11. The method of claim 1 wherein said disease is selected from the group consisting of rheumatoid arthritis, collagen-induced arthritis, and adjuvant-induced arthritis, and said bystander antigen is selected from the group consisting of Type I collagen, Type II collagen, Type III collagen, tolerogenic fragments thereof and combinations of two or more of the foregoing.

12. The method of claim 1 wherein said disease is selected from the group consisting of Type I diabetes and said bystander antigen is selected from the group consisting of GAD, glucagon, insulin, tolerogenic fragments thereof, and combinations of two or more of the foregoing.

13. The method of claim 1 wherein said disease is selected from the group consisting of uveoretinitis and animal models therefor and said bystander antigen is selected from the group consisting of S-antigen, interphotoreceptor retinoid binding protein (IRBP), fragments thereof, and combinations of two or more of the foregoing.

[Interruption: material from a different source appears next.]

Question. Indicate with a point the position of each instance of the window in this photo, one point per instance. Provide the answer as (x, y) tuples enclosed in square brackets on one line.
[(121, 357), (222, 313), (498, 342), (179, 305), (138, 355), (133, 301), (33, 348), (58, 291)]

14. A method for reducing an autoimmune reaction in a mammal diagnosed with a T-cell mediated or T-cell dependent autoimmune disease, the method comprising:
administering to said mammal a noninterferon polypeptide having Th2-enhancing cytokine activity in an amount effective to reduce at least one clinical or histological symptom of said disease.

15. The method of claim 14 comprising administering a polypeptide selected from the group consisting of IL-4 and fragments thereof having Th2-enhancing cytokine activity.

16. The method of claim 14 wherein said mammal is a human.

17. The method of claim 14 wherein said polypeptide is IL-4 administered via the oral or enteral route.